-
LZ4, BWT, RLE?
Hi there...
This is my first time here on encode.su and seems cool! :)
I wanted to ask if you guys think it might be a good idea to create this kind of C++ Application: It uses 3 different types of Algorithms before giving the output to the user in this way: LZ4, BWT, RLE:
Is it possible to use LZ4 to create an initial step and then apply BWT to sort data... In the end RLE on data previously sorted by bwt?
-
bwt+rle can compress data 2-3x. this combination is pretty bad in terms of speed/compression ratio, compared to other alternatives (such as bsc of zstd), but if you want to make compressor for learning purposes, it will at least compress. i expect that lz4 preprocessing will decrease overall compression ratio. but yoy can try to tune it increasing minimum match length to 32 or so
for example, best practical bwt-based compressor BSC runs data through lzp+bwt+rle+reversed mtf+special entropy coding. with only bwt+rle you leave ~50% of possible compression on the table, while compression time will be about the same (bwt is the slowest part of this algo sequence)
-
I made a quick test for you using bce (my bwt based compressor) so you can make your own thoughts:
Code:
Program | Time | Size
bce | 20.1 | 20.878.504
lz4 -1 | bce | 12.7 | 35.930.444
lz4 -9 | bce | 9.4 | 35.439.320
drt | bce | 14.4 | 20.672.568
BCE is <2 times slower than bwt+rle but compresses better.

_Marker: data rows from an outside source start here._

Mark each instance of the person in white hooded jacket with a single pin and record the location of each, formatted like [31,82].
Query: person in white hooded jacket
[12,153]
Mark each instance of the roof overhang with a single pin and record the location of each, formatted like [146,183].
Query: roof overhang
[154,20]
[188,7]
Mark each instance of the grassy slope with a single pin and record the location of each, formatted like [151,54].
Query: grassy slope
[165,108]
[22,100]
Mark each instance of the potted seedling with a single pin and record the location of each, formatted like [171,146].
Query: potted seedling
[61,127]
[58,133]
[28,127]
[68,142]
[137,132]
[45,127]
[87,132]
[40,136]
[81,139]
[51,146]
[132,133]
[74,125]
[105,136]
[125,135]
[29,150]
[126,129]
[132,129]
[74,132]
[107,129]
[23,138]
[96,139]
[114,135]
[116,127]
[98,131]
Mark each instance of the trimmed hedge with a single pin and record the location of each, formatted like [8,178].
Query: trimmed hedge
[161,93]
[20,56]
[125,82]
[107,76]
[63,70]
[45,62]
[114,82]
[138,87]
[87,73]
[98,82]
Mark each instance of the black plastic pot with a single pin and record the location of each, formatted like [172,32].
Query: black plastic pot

DRT is the dictionary preprocessor of Alexander Rasushnyak.
-
Idea
What about instead of BWT using PPM?
-
ppm usually employs some sort of arithmetic coding so it's full compressor by itself. pre-lz4 will make compression much worse, post-rle is useless
but what's your goal? it should be obvious that you can't beat existing compressors developed by professionals, or even go any close. if you have reasonable C++ experience, i invite you to participate in improving BSC. i know how it should be done, but prefer to collaborate with people who can do part of work
-
I'm so sorry for the late! It is for educational purpose of course! And yes... Seems a great idea!
-
I'm also sorry for late answer :)
The idea is to make a faster compressor based on the BSC by replacing its last step. It can be done in the following steps:
1) replace the bsc_coder_encode_block/bsc_coder_decode_block with functions executing SRC forward/backward transformation from OpenBWT
2) add huffman/fse coders from FSE package processing SRC output in 16-64 KB blocks
3) run an RLE encoding prior to SRC and somethat compress run lengths too
4) speed up the SRC procedure using mtf_shelwien2 code
I can provide you support in this work. If you are going to do it, i suggest you to clone BSC in GitHub and start to work there. In the plan above, after the first step the program will not compress at all but you can check that it can correctly extract the data. Second step will add compression, and steps 3-4 will ensure unprecedented speed/compression ratio, especially on GPU-occupied boxes. First two steps should be easy to implement - you just need to call the existing procedures.